Bolivia this week re-elected an inspirational man to lead the country for another five years. The Wall Street Journal isn’t pleased (rambling about dictatorships), but the Guardian editorial perfectly explains the reason why Noam Chomsky calls the country a leading example of real democracy:
President Evo Morales won a stunning victory in Bolivia yesterday, taking 63% of the popular vote and guiding his party to win control of congress. Bolivia’s first indigenous president has won the biggest popular mandate in recent memory, destroying three political parties that rotated the presidency between them for the last two decades. In doing this, Mr Morales has gone a long way to making the social transformation inside Bolivia irreversible. The Indian majority is getting back the voice denied to it for centuries. South Africa remembers Nelson Mandela, and eastern Europe the fall of the Berlin Wall. What a former herder of llamas has achieved in one of the world’s poorest nations may be no less momentous.
Mr Morales has done this by defying the Washington consensus on development, natural gas and coca leaves. In his first term, he sent the IMF, the Drug Enforcement Administration (DEA) and the US ambassador packing – all for different reasons. He renationalised the gas industry and increased royalties on hydrocarbons. The result was three years of budget surpluses and $8bn in cash reserves. He gave cash payments to school children, mothers and pensioners, giving poor families an incentive to keep children in full-time education. Curiously, Bolivia now wins praise from the IMF, which applauded the government’s prudence in saving part of the windfall income from gas revenues.

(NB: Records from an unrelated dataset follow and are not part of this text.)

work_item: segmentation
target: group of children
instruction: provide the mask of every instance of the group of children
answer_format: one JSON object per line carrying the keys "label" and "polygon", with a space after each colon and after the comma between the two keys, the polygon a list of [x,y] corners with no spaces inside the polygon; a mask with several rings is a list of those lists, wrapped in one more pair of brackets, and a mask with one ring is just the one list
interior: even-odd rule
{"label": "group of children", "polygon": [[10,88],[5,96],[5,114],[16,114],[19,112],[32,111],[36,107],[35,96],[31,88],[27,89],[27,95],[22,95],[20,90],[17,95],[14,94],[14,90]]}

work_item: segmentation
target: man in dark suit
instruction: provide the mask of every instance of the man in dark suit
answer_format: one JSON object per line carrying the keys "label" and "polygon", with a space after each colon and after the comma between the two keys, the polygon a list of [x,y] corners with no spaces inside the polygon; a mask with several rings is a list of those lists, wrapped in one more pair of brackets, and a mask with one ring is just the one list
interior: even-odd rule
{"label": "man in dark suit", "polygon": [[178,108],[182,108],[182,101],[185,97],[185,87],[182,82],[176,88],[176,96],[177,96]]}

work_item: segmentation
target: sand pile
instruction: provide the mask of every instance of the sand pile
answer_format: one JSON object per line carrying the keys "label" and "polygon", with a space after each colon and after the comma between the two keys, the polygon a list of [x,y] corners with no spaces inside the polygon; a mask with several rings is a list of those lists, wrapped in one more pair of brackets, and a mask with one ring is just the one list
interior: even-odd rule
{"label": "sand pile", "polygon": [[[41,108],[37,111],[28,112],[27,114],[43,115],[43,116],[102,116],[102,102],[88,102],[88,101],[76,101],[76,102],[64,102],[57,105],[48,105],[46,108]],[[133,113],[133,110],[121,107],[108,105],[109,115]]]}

The relationship with the US remains troubled, partly because Latin America is so low on the list of Barack Obama’s foreign policy priorities. But there are also specific reasons: a decision by George Bush to suspend trade preferences benefiting Bolivian textile and jewellery workers, as punishment for failing to co-operate with his drug eradication programmes, was made permanent by Mr Obama. As a former leader of Bolivia’s coca growers, Mr Morales’s policy on the little green leaf differs little from the pragmatism British troops show to Afghan poppy growers. Mr Morales has allowed coca farmers to cultivate a limited acreage per family; he promotes the export of the leaf as a tea, and vowed to stop cocaine production. It should not be beyond the resources of the state department to get back on the right side of Bolivian history by re-establishing relations with a genuinely progressive president.
The future is clouded. It always is when one man is given so much power. There are question marks over how he will deal with his opponents, now that a national political opposition no longer exists. The country needs foreign investors to help it export value-added products instead of raw materials. But thus far, his efforts and his victory are to be applauded.